That said, nothing against switching to non-loaded terms; especially if the
effort to do so is less than the effort to debate it. But we mustn't accuse
people of being racist just because they're using terminology that some are
offended by when those using the terminology are simply using terminology
they've learnt, and could have no reasonable expectation to have considered
that it may be deemed offsensive.

------
slap
Masterdegrees and master bedrooms are next on the list.
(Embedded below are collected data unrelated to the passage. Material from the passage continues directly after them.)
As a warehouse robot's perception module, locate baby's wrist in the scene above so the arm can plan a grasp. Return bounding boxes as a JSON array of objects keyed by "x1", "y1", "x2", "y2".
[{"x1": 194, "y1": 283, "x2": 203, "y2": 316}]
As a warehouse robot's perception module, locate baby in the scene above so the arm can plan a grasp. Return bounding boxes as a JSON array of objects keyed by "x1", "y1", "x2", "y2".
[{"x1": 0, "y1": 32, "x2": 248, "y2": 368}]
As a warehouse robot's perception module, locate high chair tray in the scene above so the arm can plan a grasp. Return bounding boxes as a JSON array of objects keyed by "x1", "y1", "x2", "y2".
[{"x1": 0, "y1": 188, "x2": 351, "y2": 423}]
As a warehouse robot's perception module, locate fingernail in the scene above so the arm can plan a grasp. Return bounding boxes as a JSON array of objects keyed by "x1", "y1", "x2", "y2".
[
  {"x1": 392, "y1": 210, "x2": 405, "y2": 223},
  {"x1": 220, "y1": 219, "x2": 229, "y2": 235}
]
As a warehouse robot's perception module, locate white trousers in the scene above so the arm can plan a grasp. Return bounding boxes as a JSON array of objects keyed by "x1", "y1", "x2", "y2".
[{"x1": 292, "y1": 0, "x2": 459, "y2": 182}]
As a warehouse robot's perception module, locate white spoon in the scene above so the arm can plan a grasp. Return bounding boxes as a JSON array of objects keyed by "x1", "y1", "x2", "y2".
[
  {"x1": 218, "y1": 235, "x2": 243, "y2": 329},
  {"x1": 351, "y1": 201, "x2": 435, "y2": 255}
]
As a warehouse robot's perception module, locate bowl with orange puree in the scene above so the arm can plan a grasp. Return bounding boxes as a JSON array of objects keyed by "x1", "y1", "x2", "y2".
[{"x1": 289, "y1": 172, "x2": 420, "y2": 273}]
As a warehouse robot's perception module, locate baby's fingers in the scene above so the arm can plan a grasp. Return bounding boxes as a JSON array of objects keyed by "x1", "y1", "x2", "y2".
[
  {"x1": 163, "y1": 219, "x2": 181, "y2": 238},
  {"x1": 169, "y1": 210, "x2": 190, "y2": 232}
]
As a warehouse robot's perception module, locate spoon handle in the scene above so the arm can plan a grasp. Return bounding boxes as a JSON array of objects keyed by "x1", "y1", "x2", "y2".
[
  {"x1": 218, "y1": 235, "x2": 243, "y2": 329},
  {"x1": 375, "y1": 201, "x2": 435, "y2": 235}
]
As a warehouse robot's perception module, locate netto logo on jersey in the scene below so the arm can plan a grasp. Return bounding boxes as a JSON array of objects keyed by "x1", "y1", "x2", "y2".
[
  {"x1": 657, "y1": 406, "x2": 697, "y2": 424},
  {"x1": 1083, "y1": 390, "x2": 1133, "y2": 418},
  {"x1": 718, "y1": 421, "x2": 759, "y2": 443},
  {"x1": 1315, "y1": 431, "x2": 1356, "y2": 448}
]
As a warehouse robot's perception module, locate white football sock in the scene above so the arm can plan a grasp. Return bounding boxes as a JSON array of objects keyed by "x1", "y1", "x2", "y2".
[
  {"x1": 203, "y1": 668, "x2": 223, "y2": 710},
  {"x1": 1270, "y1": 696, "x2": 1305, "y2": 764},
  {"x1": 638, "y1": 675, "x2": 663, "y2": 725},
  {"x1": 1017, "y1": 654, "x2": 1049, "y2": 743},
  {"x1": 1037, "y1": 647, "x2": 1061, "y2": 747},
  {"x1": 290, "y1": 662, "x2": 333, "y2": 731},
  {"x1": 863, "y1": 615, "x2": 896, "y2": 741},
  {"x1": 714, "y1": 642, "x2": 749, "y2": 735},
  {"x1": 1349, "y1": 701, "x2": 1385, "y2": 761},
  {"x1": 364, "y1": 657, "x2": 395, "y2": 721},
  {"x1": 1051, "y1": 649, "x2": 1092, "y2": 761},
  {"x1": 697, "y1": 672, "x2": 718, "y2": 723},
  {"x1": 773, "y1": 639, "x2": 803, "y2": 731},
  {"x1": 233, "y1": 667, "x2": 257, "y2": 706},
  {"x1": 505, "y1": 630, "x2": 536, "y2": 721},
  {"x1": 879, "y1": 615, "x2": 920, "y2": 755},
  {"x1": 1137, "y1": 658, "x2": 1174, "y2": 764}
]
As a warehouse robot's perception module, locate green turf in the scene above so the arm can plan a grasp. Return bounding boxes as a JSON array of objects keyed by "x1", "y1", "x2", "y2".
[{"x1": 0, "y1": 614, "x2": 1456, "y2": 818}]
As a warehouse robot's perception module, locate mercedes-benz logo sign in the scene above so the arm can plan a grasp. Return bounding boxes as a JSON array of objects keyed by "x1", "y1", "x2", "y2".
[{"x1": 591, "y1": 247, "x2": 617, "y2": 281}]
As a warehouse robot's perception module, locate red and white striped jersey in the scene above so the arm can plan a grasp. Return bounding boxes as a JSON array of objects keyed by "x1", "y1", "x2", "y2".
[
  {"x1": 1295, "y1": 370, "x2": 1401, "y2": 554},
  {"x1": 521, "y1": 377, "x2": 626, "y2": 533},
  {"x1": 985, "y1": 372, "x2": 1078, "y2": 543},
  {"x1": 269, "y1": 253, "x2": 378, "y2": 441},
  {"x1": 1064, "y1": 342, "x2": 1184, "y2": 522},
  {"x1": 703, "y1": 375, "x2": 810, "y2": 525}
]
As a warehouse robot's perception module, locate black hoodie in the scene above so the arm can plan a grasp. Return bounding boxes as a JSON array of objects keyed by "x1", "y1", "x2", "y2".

The virtue signalling can't stop right now.

------
adjkant
Perhaps a better broader link than a single tweet without context:
[https://www.cnet.com/news/master-and-slave-tech-terms-
face-s...](https://www.cnet.com/news/master-and-slave-tech-terms-face-
scrutiny-amid-anti-racism-efforts/)

------
aayala
People need to fix the real problems, words are just words, please analyze the
intentions and context.

------
vulcan01
So now I have to replace all the "master"s in my aliases to "main"... except I
have to switch back when I work on an older repository.

Yay.

------
beager
I have no problem with folks doing this but it feels like hollow, performative
grandstanding that allows tech folk to feel like they’re helping without doing
anything that will make them truly uncomfortable. How many companies will do
this but continue to let talent pipeline issues languish, or neglect
unconscious biases create an uneven playing field for employees?

------
Jonnax
master isn't a special branch right?

Like I know some projects set their default branch as develop.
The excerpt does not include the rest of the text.